The Keys to Smoking a Brisket
In part 6 of our BBQ & A with our Pitmasters and Chefs, Tim McLaughlin and Damian Avila, we unpack many of the key elements of smoking a Central Texas style brisket.
Spend enough time researching the topic of how to smoke a great brisket and you'll quickly find that there are a lot of different opinions. While most agree that the cooking temperature should be in the range of 225° to 275° F, opinions differ as to if, when and how one should wrap the brisket, when and with what to spritz the brisket...or whether these steps are even necessary.
BBQ Student: Let's start with what temperature you use to cook your brisket?
Tim: While most Texas BBQ use Low 'n Slow smoking techniques, we use a Really Low 'n Slow method and typically cook at 225° F. This is the temperature that works best for the briskets we use (untrimmed, 16-17 pound briskets wet-aged for over 40 days), the rub we use (which includes a little white sugar), the smokers we use and our overall process. The goal for pitmasters is to understand all of the variables in their process so they can determine the temperature that works best them.
BBQ Student: Do you cook them fat-side up or fat-side up?
Tim: Surprisingly to me this is actually a controversial topic in the world of BBQ...Not as much as whether to wrap or not...but definitely one in which some people have strong opinions.
Obviously, we want that fat on top to separate and drop down into the meat so we (like most Central Texas BBQ restaurants) cook fat-side up.
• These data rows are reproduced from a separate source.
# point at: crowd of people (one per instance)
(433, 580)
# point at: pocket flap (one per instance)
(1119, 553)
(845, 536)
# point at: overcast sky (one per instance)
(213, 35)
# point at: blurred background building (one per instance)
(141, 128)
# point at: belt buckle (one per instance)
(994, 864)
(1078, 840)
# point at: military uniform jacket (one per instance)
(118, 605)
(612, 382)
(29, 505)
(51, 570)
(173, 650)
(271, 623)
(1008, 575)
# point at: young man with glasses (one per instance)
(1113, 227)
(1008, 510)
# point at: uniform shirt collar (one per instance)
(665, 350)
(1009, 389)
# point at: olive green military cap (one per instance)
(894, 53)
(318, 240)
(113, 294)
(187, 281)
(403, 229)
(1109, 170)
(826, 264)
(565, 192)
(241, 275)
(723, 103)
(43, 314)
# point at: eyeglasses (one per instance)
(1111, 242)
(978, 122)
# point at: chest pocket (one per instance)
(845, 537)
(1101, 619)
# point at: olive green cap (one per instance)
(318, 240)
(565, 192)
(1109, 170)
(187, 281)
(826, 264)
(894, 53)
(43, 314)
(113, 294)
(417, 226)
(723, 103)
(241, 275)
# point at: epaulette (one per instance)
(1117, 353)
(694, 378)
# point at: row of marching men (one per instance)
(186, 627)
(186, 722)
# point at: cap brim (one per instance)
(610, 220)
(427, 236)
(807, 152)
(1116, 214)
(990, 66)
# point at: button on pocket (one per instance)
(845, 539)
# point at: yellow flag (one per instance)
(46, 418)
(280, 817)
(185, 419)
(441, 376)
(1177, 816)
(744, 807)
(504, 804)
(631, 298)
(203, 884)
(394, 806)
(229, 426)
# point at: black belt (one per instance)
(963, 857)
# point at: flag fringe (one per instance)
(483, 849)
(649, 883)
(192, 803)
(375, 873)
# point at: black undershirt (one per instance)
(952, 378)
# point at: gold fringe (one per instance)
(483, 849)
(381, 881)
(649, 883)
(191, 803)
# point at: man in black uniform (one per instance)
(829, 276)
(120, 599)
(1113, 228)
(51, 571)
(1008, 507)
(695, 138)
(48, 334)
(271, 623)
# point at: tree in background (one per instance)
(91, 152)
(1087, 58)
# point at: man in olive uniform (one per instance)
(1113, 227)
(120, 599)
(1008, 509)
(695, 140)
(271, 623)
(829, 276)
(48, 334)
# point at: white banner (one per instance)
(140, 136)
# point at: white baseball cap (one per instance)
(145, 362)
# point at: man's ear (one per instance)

BBQ Student: I'll refer people back to these topics.
The Art & Science of Smoking a Brisket
The Importance of Cooking a Brisket Fat-Side Up
Tim: Sounds like a good plan.
BBQ Student: When do you first check on it and do you spritz it when you check?
Damian: Make sure you don't open your smoker every 2 hours or so just to see if it's cooking or changing colors. Every time you open the door of your smoker, the heat escapes and the brisket contracts. We recommend letting them cook for about 8-10 hours before checking on them.
Tim: And we don't spritz them. In fact, we don't introduce any liquid into our process. We don't want to replace fat with water. So, we don't spritz them, we don't use water pans and we don't wrap our briskets.
BBQ Student: Really. You said before that "not wrapping" is pretty controversial.
Tim: Yeah. And I don't really understand why. It's not like Central Texas pitmasters were wrapping briskets. I think it's a newer process that was made popular by Aaron Franklin and the competitive BBQers that had time constraints.
Obviously, you can create a moist brisket by steaming it in foil or butcher paper, but you're replacing fat with brisket-flavored-water. In our opinion, this is bad because when it comes to beef, the mouth equate moistures with fat. So, we don't want to replace any of this fat with water. We want to get the fat into the brisket, not water. So we never put a water pan in our smokers because we're not looking to steam our briskets and we never wrap them because we do not want that fat, fat replaced with water.